Blessing è stata minacciata di morte e chiusa in una stanza per quattro giorni senza cibo. «Uscirai quando restituirai il tuo debito per il viaggio (4 mila euro)». È iniziata così la discesa nei sotterranei dello sfruttamento sessuale, si è liberata ed è scappata con un ragazzo che è stato ucciso dai miliziani dell’Isis, lei invece è sopravvissuta solo perché in stato di gravidanza, ma è stata tenuta segregata e violentata per tre anni finché i soldati libici l’hanno consegnata all’Oim (Organizzazione internazionale per le migrazioni) che l’ha aiutata a rientrare in Nigeria. Adesso si trova in un rifugio gestito dall’agenzia nigeriana anti-tratta. Quella di Blessing è una delle 76 storie descritte nell’ultimo report di Human Rights Watch, il cui titolo You pray for death (Preghi di morire) è tratto dal racconto di una delle ragazze intervistate.

La maggior parte delle vittime di tratta nigeriane (più di 9 su 10) proviene, secondo l’ufficio delle Nazioni unite per il controllo della droga e la prevenzione del crimine (Unodoc), dallo stato di Edo. Il numero di “potenziali” vittime della tratta nigeriana in Italia è cresciuto drammaticamente negli ultimi anni. Secondo Oim nel 2017 l’aumento è stato del 600% e si stima che riguardi l’80% delle ragazze che arrivano dalla Nigeria (in questi ultimi mesi il flusso risulta molto ridimensionato, segno che i trafficanti sono alla ricerca di nuove rotte).

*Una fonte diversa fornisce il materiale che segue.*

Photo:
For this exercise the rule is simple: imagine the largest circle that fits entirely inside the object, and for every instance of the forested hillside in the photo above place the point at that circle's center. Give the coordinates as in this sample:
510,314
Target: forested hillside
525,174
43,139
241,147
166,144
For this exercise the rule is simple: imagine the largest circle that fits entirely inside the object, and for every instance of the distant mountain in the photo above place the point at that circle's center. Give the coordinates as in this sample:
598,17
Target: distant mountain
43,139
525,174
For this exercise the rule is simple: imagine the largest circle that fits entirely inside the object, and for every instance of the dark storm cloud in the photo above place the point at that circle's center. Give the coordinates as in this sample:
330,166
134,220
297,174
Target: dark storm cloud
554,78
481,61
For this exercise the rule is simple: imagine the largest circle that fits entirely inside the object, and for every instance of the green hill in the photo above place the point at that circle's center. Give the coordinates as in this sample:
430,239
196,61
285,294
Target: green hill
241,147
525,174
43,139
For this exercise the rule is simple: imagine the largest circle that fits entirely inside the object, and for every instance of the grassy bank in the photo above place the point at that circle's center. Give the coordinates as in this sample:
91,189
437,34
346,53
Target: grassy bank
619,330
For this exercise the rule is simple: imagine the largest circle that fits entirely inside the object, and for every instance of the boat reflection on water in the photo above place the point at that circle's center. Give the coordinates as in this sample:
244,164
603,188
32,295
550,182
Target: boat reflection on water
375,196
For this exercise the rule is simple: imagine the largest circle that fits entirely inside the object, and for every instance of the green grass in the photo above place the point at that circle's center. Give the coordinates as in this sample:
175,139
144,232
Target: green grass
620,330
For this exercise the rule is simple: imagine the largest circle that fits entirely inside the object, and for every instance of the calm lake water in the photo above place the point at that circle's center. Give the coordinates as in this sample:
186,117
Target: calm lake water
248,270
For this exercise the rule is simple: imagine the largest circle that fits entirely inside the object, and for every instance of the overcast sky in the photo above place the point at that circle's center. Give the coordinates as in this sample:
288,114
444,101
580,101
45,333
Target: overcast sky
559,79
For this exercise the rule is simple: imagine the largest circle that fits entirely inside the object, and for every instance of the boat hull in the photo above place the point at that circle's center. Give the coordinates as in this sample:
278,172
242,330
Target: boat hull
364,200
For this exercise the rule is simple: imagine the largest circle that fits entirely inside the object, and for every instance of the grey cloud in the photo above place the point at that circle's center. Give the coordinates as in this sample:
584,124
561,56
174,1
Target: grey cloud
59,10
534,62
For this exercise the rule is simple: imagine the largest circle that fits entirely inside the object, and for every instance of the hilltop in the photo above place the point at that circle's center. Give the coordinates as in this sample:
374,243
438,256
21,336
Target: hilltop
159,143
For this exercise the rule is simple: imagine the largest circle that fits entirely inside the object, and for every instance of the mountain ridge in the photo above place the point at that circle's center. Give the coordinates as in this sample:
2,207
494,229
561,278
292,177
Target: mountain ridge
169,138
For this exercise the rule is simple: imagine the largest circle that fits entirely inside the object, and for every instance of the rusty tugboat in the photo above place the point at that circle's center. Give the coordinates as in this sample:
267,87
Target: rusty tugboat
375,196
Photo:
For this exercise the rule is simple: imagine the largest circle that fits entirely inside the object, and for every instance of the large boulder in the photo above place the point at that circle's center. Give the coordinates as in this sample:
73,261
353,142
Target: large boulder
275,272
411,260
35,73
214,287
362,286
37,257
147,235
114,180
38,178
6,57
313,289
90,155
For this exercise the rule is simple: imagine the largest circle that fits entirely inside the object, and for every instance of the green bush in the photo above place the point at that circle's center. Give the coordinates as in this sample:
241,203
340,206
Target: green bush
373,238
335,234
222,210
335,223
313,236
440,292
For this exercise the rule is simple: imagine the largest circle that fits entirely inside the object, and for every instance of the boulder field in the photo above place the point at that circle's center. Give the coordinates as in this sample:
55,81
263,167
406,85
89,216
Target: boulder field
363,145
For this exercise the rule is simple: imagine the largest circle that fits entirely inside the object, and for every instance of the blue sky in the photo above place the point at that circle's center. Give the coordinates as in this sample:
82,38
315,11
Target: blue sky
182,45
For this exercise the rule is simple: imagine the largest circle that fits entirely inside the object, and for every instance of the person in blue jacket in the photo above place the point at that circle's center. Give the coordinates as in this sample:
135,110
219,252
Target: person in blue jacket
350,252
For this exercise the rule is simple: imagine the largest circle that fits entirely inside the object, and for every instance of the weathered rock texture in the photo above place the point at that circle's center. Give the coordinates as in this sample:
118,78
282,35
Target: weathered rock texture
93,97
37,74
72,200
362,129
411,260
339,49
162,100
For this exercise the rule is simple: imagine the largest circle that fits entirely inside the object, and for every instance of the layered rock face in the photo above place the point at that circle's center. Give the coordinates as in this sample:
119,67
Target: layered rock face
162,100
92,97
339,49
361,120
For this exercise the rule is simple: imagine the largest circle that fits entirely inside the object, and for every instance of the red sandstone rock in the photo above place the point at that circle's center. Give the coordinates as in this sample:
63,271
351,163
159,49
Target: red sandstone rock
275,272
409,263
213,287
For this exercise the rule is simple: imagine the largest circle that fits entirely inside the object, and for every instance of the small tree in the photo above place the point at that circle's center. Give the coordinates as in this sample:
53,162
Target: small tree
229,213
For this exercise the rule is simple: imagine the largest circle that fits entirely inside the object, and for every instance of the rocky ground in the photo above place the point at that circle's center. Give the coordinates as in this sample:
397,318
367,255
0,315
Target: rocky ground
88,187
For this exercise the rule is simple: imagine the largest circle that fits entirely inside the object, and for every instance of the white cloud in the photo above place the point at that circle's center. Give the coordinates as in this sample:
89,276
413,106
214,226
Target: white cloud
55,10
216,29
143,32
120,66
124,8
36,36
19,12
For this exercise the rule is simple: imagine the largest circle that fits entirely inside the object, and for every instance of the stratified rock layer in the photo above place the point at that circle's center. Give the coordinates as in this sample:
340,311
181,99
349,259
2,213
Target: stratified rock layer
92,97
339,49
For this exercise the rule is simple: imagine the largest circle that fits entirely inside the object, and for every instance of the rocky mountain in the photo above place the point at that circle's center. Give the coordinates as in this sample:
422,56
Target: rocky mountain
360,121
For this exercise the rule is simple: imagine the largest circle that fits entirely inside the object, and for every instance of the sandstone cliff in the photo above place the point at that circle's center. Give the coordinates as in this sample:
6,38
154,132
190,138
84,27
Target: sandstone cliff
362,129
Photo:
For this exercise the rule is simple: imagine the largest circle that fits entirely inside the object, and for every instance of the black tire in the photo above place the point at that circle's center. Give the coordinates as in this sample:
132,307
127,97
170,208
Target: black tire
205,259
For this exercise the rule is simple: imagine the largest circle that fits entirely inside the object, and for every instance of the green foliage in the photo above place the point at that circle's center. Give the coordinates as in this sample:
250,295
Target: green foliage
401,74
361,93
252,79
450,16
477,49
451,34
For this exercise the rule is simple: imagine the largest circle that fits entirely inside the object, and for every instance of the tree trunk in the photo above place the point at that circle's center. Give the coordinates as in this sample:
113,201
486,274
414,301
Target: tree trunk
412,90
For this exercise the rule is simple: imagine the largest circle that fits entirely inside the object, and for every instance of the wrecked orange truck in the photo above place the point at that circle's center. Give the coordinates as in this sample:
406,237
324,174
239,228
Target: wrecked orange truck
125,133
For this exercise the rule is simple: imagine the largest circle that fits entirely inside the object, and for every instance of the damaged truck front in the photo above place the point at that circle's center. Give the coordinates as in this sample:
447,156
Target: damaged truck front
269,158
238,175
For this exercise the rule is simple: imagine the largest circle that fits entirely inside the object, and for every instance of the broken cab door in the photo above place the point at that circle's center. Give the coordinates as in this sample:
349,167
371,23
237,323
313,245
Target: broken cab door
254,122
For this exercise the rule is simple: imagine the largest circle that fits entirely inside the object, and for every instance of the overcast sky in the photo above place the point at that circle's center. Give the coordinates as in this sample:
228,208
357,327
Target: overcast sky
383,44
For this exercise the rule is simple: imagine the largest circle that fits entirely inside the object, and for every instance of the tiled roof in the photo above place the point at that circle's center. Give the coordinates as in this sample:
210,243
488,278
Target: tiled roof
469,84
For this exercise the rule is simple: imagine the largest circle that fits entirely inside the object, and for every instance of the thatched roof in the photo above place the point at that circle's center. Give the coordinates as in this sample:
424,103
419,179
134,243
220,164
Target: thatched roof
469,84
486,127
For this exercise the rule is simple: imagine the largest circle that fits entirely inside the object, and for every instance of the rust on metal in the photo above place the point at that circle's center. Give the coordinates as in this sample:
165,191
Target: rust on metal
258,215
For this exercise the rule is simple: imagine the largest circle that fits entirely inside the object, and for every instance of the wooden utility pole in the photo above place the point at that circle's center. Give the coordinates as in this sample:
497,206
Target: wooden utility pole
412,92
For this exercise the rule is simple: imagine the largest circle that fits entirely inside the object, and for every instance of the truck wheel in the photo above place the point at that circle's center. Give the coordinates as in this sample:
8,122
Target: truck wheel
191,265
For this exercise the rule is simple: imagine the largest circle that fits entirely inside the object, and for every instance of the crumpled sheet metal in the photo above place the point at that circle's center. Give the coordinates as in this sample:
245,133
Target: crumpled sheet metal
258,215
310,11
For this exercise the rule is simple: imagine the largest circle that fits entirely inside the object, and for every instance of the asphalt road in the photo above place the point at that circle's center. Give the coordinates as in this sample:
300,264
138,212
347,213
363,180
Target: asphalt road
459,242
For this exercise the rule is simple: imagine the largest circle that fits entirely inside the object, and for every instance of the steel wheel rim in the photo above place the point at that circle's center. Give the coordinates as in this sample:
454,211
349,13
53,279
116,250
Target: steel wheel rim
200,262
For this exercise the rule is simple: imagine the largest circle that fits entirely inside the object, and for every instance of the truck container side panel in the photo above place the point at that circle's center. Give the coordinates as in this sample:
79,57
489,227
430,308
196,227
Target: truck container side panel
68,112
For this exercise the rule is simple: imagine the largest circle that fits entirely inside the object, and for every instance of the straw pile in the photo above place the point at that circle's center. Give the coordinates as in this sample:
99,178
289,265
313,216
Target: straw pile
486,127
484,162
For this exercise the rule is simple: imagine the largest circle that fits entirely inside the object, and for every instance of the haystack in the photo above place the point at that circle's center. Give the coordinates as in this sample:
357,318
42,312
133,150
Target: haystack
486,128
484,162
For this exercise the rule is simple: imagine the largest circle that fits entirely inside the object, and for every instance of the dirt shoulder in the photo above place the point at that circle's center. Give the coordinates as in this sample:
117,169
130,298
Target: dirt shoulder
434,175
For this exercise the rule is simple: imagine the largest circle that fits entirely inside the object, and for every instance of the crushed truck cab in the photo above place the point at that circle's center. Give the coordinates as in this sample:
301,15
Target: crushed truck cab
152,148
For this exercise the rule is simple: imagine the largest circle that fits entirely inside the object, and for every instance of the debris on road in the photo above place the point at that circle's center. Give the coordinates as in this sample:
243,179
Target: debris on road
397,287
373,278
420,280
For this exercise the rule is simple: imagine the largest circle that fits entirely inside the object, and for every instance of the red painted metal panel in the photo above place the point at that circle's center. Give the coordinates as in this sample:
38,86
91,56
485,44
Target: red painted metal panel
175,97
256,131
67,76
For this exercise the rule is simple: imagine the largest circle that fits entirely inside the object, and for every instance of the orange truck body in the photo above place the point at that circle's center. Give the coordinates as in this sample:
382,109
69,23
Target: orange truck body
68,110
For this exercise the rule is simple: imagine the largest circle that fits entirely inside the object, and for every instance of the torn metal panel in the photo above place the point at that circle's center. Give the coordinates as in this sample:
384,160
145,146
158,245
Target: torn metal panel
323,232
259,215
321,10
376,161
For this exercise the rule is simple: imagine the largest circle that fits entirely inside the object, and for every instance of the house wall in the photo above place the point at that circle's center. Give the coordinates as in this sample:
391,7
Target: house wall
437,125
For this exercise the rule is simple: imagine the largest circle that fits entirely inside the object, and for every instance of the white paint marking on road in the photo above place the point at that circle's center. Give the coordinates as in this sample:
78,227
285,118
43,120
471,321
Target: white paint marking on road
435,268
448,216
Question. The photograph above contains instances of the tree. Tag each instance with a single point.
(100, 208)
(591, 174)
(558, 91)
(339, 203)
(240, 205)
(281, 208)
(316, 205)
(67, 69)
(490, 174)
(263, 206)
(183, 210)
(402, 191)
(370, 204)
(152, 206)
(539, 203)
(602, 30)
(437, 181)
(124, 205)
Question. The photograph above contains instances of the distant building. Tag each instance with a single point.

Il viaggio negli ultimi anni ha seguito la rotta libica e poi via mare nel Mediterraneo con lo scopo preciso di inserire le ragazze nei progetti di assistenza per richiedenti asilo in modo da farle avere un documento regolare. Chi arriva in Italia mantiene il segreto con la famiglia, manda fotografie che la ritraggono come barista, sarta, parrucchiera… alcune negli anni diventano madam i cui guadagni danno un impulso notevole alla ricchezza di Benin City, dove hanno costruito case, negozi… Potremmo dire che lo sviluppo della città è lastricato dai corpi delle donne che hanno battuto le strade italiane.

Forse più drammatica è la situazione delle ragazze che ritornano in Nigeria dove oltre alla tratta devono affrontare la povertà e lo stigma («le ragazze che tornano dall’Europa stanno costruendo case per le loro famiglie e tu sei tornata senza niente …») e i progetti di reinserimento risultano ancora poco adeguati.
La situazione è fluida: l’attività delle ong, dell’agenzia nazionale nigeriana contro la tratta e i media hanno accresciuto la conoscenza del fenomeno, tant’è che le ragazze che partono ora sanno il lavoro che andranno a fare, ma restano inconsapevoli dello sfruttamento e del debito da pagare.

Le madam sono convinte di essere un aiuto per le ragazze e infatti amano definirsi sponsor: una delle reclutatrici ha dichiarato alla Reuters che «le ragazze che vogliono venire in Italia sono talmente tante che non è più necessario ingannarle per convincerle a partire». La novità degli ultimi mesi sarebbe, secondo Don Carmine Schiavone delle Caritas di Aversa, la tratta secondaria: «Le ragazze una volta in Italia se non riescono a restituire il debito lo azzerano con la cessione di un rene, cornee o altri organi».